March 3, 2016
OSHA finds Jake Rieger Farms wrongfully terminated driver who refused to
operate truck that violated Iowa law; owes $55K in wages, damages
Company fired employee on spot, left him to find transportation from Iowa to Nebraska
FALLS CITY, Neb. - A truck driver fired for refusing to drive a company vehicle pulled from service by the Iowa Department of Transportation is owed $55,000 in back wages, damages and compensation from his employer, the finding of a U.S. Department of Labor's Occupational Safety and Health Administration investigation.
"No worker should face termination for complying with federal laws which protect the safety of the motoring public," said Marcia Drumm, OSHA's regional administrator in Kansas City. "In this case, Jake Rieger Farms retaliated against an employee who refused to drive a truck that Iowa law enforcement deemed unsafe. His employer fired him on the spot and left him to find his way home to Nebraska. OSHA is committed to protecting the rights of any worker to refuse unsafe and unlawful orders from their employer."
On Jan. 16, 2015, Iowa commercial motor vehicle enforcement stopped and ticketed the driver of a Jake Rieger tractor-trailer truck for operating an unsafe tractor-trailer truck and for lacking proper state registration. The driver was directed to a repair shop, contacted his employer and returned to Nebraska. OSHA's investigation found on Jan. 22, 2015, a co-worker drove the employee back to the repair shop in Corydon, Iowa, to retrieve the truck. Jake Rieger Farms directed him to drive the vehicle - which still lacked proper registration - back to Nebraska. The company told the driver to start his return trip after law enforcement personnel left the area. When the driver refused to do so, the company immediately terminated him and forced him to find his own transportation home to Nebraska, a distance of about 170 miles.
OSHA has ordered Jake Rieger Farms to pay the driver $25,000 in punitive damages and $30,000 in compensatory damages which includes back wages, repayment for tickets paid by the driver that were issued by the Iowa DOT, attorney fees, transportation back to Nebraska and compensation for distress.
OSHA enforces the whistleblower provisions of 22 statutes protecting employees who report violations of various airline, commercial motor carrier, consumer product, environmental, financial reform, food safety, motor vehicle safety, health care reform, nuclear, pipeline, public transportation agency, railroad, maritime and securities laws.

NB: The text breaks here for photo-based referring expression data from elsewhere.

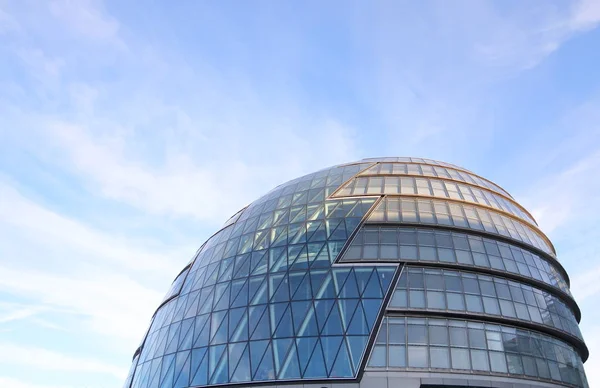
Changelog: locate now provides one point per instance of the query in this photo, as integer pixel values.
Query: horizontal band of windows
(433, 188)
(450, 290)
(451, 247)
(418, 343)
(450, 213)
(426, 169)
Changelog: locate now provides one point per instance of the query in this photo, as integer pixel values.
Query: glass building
(387, 272)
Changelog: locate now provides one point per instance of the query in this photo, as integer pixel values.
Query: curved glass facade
(296, 286)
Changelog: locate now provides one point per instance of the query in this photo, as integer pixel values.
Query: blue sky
(130, 132)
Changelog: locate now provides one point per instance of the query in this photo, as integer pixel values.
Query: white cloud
(39, 358)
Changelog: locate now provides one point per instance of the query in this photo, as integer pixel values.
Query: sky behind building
(129, 133)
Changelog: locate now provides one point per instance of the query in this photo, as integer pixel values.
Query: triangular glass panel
(331, 347)
(322, 310)
(315, 211)
(351, 224)
(285, 327)
(278, 236)
(297, 214)
(259, 262)
(342, 366)
(186, 334)
(222, 296)
(282, 293)
(182, 370)
(257, 290)
(239, 333)
(173, 338)
(192, 305)
(242, 266)
(166, 371)
(316, 278)
(257, 350)
(297, 233)
(305, 346)
(322, 259)
(265, 370)
(316, 195)
(362, 277)
(242, 371)
(333, 326)
(356, 345)
(317, 232)
(275, 281)
(155, 370)
(199, 367)
(347, 307)
(180, 309)
(385, 277)
(235, 352)
(276, 311)
(206, 296)
(300, 198)
(358, 324)
(327, 289)
(281, 217)
(280, 351)
(239, 293)
(235, 315)
(226, 271)
(299, 310)
(278, 259)
(373, 289)
(261, 239)
(254, 315)
(215, 364)
(290, 369)
(202, 330)
(316, 366)
(371, 308)
(262, 330)
(218, 328)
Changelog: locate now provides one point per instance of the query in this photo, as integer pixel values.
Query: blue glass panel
(265, 370)
(358, 324)
(239, 293)
(182, 370)
(342, 366)
(371, 311)
(305, 346)
(242, 370)
(281, 347)
(202, 330)
(199, 367)
(316, 365)
(333, 326)
(237, 324)
(259, 262)
(356, 346)
(331, 345)
(322, 310)
(285, 327)
(262, 330)
(186, 334)
(304, 290)
(167, 370)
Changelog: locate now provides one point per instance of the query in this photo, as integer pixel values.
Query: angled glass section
(428, 245)
(475, 347)
(437, 212)
(430, 187)
(264, 300)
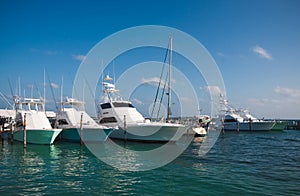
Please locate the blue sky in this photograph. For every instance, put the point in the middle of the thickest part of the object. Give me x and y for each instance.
(254, 43)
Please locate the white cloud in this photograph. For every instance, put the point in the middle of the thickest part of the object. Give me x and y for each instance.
(262, 52)
(290, 92)
(186, 99)
(51, 52)
(214, 90)
(79, 57)
(53, 85)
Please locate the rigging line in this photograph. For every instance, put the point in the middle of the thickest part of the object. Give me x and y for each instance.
(52, 92)
(13, 96)
(91, 92)
(161, 75)
(162, 94)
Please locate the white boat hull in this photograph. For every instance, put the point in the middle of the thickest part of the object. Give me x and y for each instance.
(151, 132)
(248, 126)
(88, 134)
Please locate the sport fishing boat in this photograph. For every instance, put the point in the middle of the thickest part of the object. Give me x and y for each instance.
(76, 123)
(234, 121)
(131, 125)
(31, 116)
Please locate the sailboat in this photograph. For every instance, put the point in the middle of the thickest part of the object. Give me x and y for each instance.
(130, 123)
(72, 117)
(31, 116)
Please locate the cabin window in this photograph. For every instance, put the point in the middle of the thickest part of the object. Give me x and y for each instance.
(105, 106)
(108, 120)
(62, 122)
(116, 104)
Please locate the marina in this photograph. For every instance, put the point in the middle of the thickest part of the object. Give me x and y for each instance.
(131, 98)
(256, 163)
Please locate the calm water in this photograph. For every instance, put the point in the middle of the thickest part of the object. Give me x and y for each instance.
(264, 163)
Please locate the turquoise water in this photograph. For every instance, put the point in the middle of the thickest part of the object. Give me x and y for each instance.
(265, 163)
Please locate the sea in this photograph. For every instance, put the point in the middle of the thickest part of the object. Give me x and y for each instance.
(239, 163)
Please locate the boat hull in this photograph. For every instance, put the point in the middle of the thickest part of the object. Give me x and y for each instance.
(150, 132)
(37, 136)
(249, 126)
(88, 134)
(279, 125)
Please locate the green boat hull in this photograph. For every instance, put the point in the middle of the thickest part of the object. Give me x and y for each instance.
(88, 134)
(37, 136)
(279, 125)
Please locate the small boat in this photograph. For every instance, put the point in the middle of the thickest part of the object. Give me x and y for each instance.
(199, 131)
(234, 122)
(280, 125)
(72, 117)
(32, 117)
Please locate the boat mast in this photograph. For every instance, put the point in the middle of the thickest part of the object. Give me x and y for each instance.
(44, 91)
(169, 85)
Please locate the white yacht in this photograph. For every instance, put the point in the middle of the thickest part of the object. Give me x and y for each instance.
(72, 117)
(241, 121)
(130, 124)
(31, 116)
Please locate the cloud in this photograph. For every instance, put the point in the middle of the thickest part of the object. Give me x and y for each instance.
(186, 99)
(53, 85)
(214, 90)
(289, 92)
(262, 52)
(51, 52)
(79, 57)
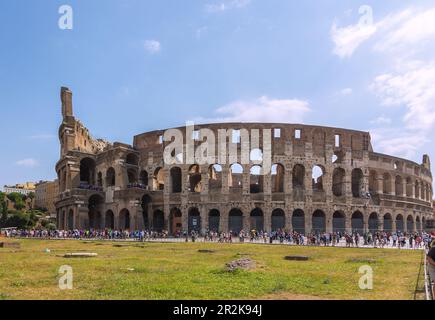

Both parties have 30 days from the receipt of OSHA's findings to file objections and request a hearing before an administrative law judge.
Employers are prohibited from retaliating against employees who raise various protected concerns or provide protected information to the employer or the government. Employees who believe that they have been retaliated against for engaging in protected conduct may file a complaint with the secretary of labor for an investigation by OSHA's Whistleblower Protection Program. More information is available online at http://www.whistleblowers.gov.
Under the Occupational Safety and Health Act of 1970, employers are responsible for providing safe and healthful workplaces for their employees. OSHA's role is to ensure these conditions for America's working men and women by setting and enforcing standards, and providing training, education and assistance. For more information, visit http://www.osha.gov.
Editor's note: The U.S. Department of Labor does not release names of employees involved in whistleblower complaints.